Childeric mechanically obeyed the orders of the young girl, sat down on the floor, and began to play huckle-bones, while Septimine, with apparent unconcern, spun at her distaff near the window. A few minutes later the door of the room opened. Father Clement, the abbot of the convent, came in and said to the young girl: "You can go away; I shall call you back if I want you."
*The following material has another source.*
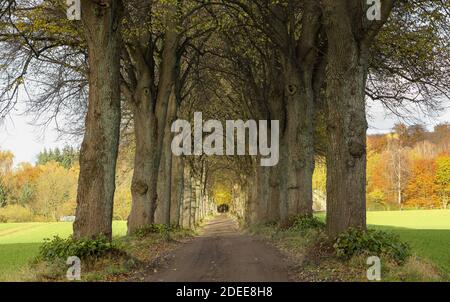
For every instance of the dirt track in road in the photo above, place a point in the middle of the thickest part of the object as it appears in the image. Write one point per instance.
(222, 253)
Septimine hastened to leave; but thinking she could profit by a moment when the monk did not see her, she placed her finger to her lips in order to convey to Childeric a last warning of discretion. The abbot happening to turn around suddenly, the girl hardly had time to carry her hand to her hair in order to conceal the meaning of her first gesture. Septimine feared she had aroused the suspicion of Father Clement, who followed her with penetrating eyes, and her apprehensions ripened into certainty when, having arrived at the threshold of the door and turning a last time to salute the Father, her eyes met his scrutinizing gaze fixed upon her.
"May God help us," said the poor girl seized with mortal anxiety and leaving the room. "At the sight of the monk the unhappy prince became purple in the face… He did not take his eyes from the bed where we hid the rope. Oh, I tremble for the little fellow and for us!.. Oh! What will come of it?"